Ellos, tan dignos tan decentes. Con sus camisas limpias y
sus cuellos almidonados. Con sus vestidos de marca y sus tacones al alza, son
los justos, los que reparten sentencias, los que dicen qué es delito, qué tiene
impunidad y cuántos años de cárcel cuesta ser un criminal.
Ellos, los ecuánimes, los más empollones, nos ven como
parias.
Viven de espaldas. Comen a dos carrillos y ponen precio a su
oficio.
A algunos de ellos no les salpica la sangre de las torturas,
otros se ríen de las mujeres que son maltratadas, otras reciben bofetadas de
Europa por ordenar cierres de periódicos, por encarcelar a políticos, por negar
la libertad de expresión, por convertir la justicia en un cortijo franquista.

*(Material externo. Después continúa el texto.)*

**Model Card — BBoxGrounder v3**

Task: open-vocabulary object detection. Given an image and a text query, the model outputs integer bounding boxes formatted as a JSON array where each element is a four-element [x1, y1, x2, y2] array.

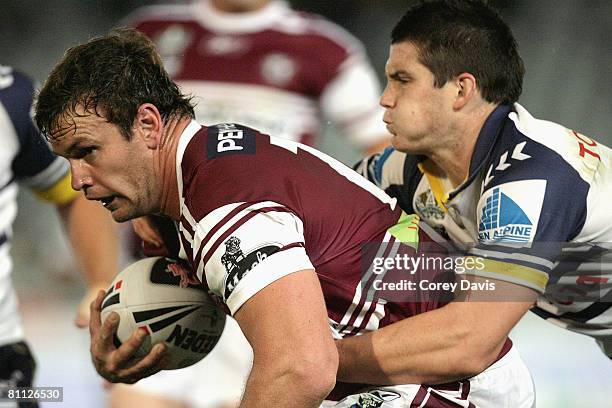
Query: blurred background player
[[0, 66, 118, 408], [111, 0, 389, 407], [0, 0, 612, 408]]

Pero ellos tan dignos, tan decentes, tan estudiados, con sus
finas manos y sus bigotes recortados, con sus voces triunfales se erigen en
dioses de pacotilla y nos mandan callar por cojones.
Y les importa una mierda que ya no creamos en ellos.
A los dioses no les importan los fieles, sólo les importan los castigos desmesurados que pueden imponerles.
A los dioses no les importan los fieles, sólo les importan los castigos desmesurados que pueden imponerles.